We simulate GBM (Geometric Brownian motion) by using historical price patterns. To do that, we leverage the Monte Carlo method to draw a sample at random from the empirical distribution and aim to approximate an expectation of a function that would otherwise be probably impossible to compute in an efficient way. This method also gives us desirable properties of estimators, such as consistency and unbiasedness.
In the app, the simulation is performed for one month in advance (November 2020) while taking into account historical data between January 2020 and October 2020. We then compare the simulated and realized prices (ground truth). For this reason, we also don't include the last month's price data for training of the simulation model, only for validating the final results.
You can choose one of the FAANG companies to simulate price for and the number of simulations to perform.
We would like to evaluate portfolio risk with a metric that estimates the worst expected loss.
For this, we use the value-at-risk (VaR) measure which reports this value at a given level of confidence over a certain time horizon and under normal market conditions. It's often used in the industry to estimate the asset amount needed to cover possible losses. Under the hood, it’s based on a hypothetical profit-and-loss probability density function.
To get a better intuitive understanding, it’s best to look at an example: If the 1-day 95% VaR of our portfolio is $100 this means that 95% of the time (under normal market conditions), we will not lose more than $100 by holding our portfolio over one day.
There are various ways to calculate VaR. We will be using the Monte Carlo method.
While it gives nice properties for ease of communicating risk, it has its downsides when it comes to strong assumptions about the distribution of market dynamics.
To put it bluntly, David Einhorn compared VaR to “an airbag that works all the time, except when you have a car accident”. By this, he meant that the VaR measure fails to take into account Black Swan events and tail risks in general.
That being said, it gives a good intuitive understanding of economic mechanisms if we understand the model’s limitations.
In the app, we model the portfolio risk of a preset portfolio. We assume ownership of 1 share in each of the FAANG companies. For this portfolio, we evaluate risk using the VaR metric from individual security prices. We take into account historical price data from 2018–01–01 until the day before analysis (t-1).

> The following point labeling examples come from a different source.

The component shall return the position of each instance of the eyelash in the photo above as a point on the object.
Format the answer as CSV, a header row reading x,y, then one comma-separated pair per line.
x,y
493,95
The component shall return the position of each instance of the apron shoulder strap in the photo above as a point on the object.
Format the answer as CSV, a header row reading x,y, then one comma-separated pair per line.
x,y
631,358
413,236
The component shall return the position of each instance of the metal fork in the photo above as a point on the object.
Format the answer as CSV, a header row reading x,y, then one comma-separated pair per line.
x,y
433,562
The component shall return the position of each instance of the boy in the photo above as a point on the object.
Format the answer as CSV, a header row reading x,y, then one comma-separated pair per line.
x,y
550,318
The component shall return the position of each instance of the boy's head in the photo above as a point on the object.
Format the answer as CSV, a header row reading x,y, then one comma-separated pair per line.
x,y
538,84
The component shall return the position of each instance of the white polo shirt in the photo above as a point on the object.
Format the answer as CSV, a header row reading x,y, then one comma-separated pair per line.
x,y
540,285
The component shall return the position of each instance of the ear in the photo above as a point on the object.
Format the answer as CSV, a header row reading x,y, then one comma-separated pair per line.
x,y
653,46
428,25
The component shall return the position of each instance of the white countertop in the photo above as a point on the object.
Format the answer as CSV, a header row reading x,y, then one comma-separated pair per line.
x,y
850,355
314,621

We would like to optimize our portfolio’s return while taking into account the risk of individual assets.
One of the best ways for that is to invest our funds into a set of ETFs (exchange-traded funds). ETFs are affordable and well established financial products used to invest in a diversified basket of assets.

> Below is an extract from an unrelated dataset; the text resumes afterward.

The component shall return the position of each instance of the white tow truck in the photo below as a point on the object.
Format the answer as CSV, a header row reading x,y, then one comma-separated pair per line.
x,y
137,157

To go even further, we can optimize our portfolio to invest in multiple ETFs. In the app, there is a selection of some of the most traded ETFs with a short description and historical data in the last 5 years.
We define two inputs:
- ETFs to potentially add to our portfolio (we determine which are included in the optimized portfolio with the model)
- Investment amount (as ETFs are traded in discrete amounts you might have some residual amount)

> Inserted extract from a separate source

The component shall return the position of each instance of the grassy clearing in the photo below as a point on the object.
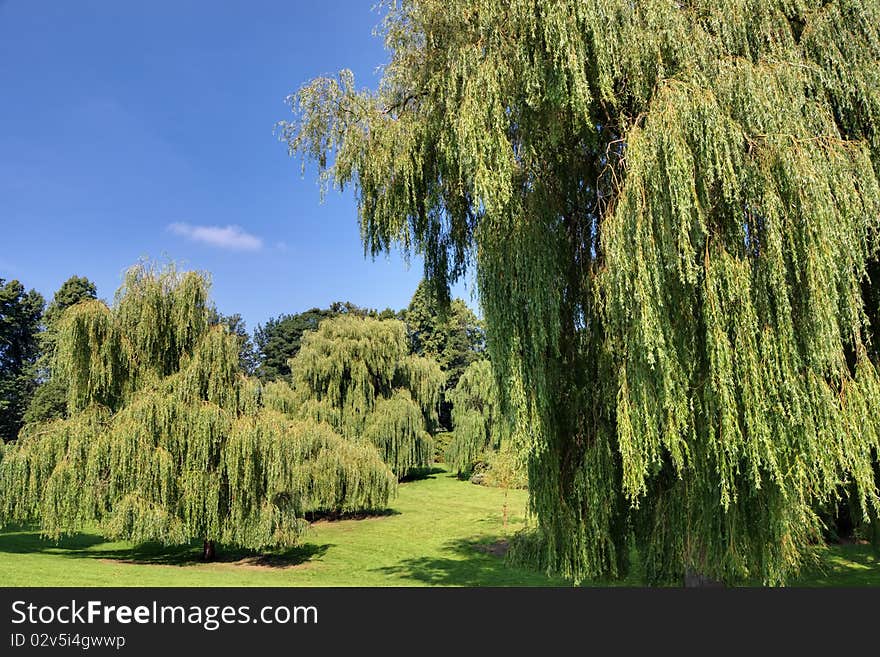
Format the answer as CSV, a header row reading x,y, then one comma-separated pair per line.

To optimize performance we use MVO (mean-variance optimization) to maximize the portfolio’s Sharpe ratio (risk-adjusted return). We show discrete quantities of how to distribute the investment amount.
In this article, I described three commonly used computational methods in finance and how they were embedded in an app.
If you haven't yet, feel free to play with the web app and see how the model output changes as you change the available parameters. There is also a lot of areas of improvement in the tools to enable more degrees of freedom (additional parameters, filters) in exploration.
Thanks for taking the time to read, please feel free to leave feedback.